En réalité, la TGE (ou très grande entreprise) est, selon Mathieu Detchessahar, « un univers « hyper-instrumenté » dans lequel chacun travaille sous l’empire d’une multitude d’outils et de dispositifs de gestion » (p. 56). Et le salarié se sent d’autant plus impuissant que l’autorité qu’il subit est anonyme et mécanique. L’auteur a ainsi recueilli le témoignage de nombreux salariés et cadres disant leur découragement face à ce sentiment de perte de sens et d’autonomie dans leur travail.
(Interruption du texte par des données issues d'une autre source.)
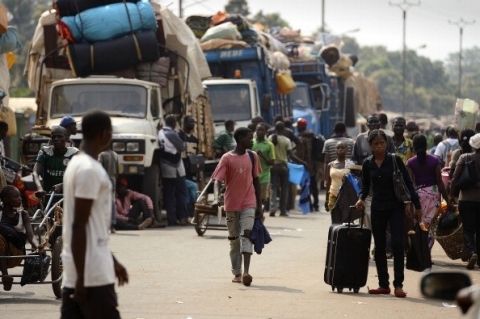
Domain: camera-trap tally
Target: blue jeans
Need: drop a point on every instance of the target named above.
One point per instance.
(380, 220)
(175, 197)
(279, 178)
(237, 223)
Ainsi ces directeurs d’agence bancaire qui affirment : « notre réflexion n’est plus attendue, nous sommes des exécutants ». Diagnostic d’ailleurs confirmé par leur chef – « c’est vrai, ils ne maîtrisent plus rien, les pauvres… » –  puis par le directeur général : « vous savez, même moi, je n’ai pratiquement plus d’espace pour marquer de mon empreinte la stratégie régionale de la banque… ». S’il en est ainsi au sommet de la hiérarchie, on imagine ce que peut être à la base ce manque de sens et de reconnaissance, ce sentiment de « n’être qu’un pion »…

Sortir de la « cage d’acier »

Soumis aux impératifs financiers, aux exigences toujours croissantes des actionnaires, les TGE s’efforcent tant bien que mal de susciter l’engagement de ses employés, à travers la culture d’entreprise qui vise à influencer l’imaginaire des travailleurs et à les absorber dans la recherche frénétique du profit maximal. Mathieu Detchessahar met ainsi en valeur le paradoxe du libéralisme qui exalte l’individu pour mieux le plier aux impératifs de la rentabilité. « Tout se passe comme si la société de marché avait au fil du temps vidé l’espace public démocratique de son contenu politique et moral pour le faire réapparaître dans l’espace privé, hiérarchique et non démocratique de l’entreprise » (p. 65).Afficher l'image d'origine

Mais au-delà de ce constat lucide, l’auteur s’efforce de donner des pistes pour sortir de ce que Max Weber appelait la « cage d’acier » de la machinerie mercantile. Il évoque d’abord les résistances à la société de marchés, à commencer par le personnalisme fondé sur la pensée sociale de l’Église. Contre la réduction de l’être humain à sa rationalité marchande, contre l’« homme unidimensionnel » du libéralisme avancé, Mathieu Detchessahar nous invite en conclusion à « refaire de la politique » en « débattant des fondements et des fins de la vie sociale ». « Sans une anthropologie fondatrice en rupture avec le relativisme philosophique ambiant, nous ne pourrons pas trancher les questions que le développement des marchés nous pose et freiner leur extraordinaire dynamisme. L’expansion marchande sera incontrôlable : après avoir domestiqué et exploité la terre, dénoué le lien social et déconstruit la morale commune, elle s’attaquera au corps de l’homme lui-même et trouvera dans les formidables débouchés offerts par les biotechnologies l’occasion de nouveaux profits. »

Bref, « refaire de la politique », c’est d’abord cesser de confondre les fins et les moyens et réaffirmer la primauté de l’éthique sur la technique et sur l’économie.

 

Bio de l’auteur

Docteur en gestion, agrégé des universités, Mathieu Detchessahar est professeur à l’Institut d’économie et de management de l’université de Nantes. Il est membre fondateur du Groupe de recherche anthropologie chrétienne et entreprise, le GRACE.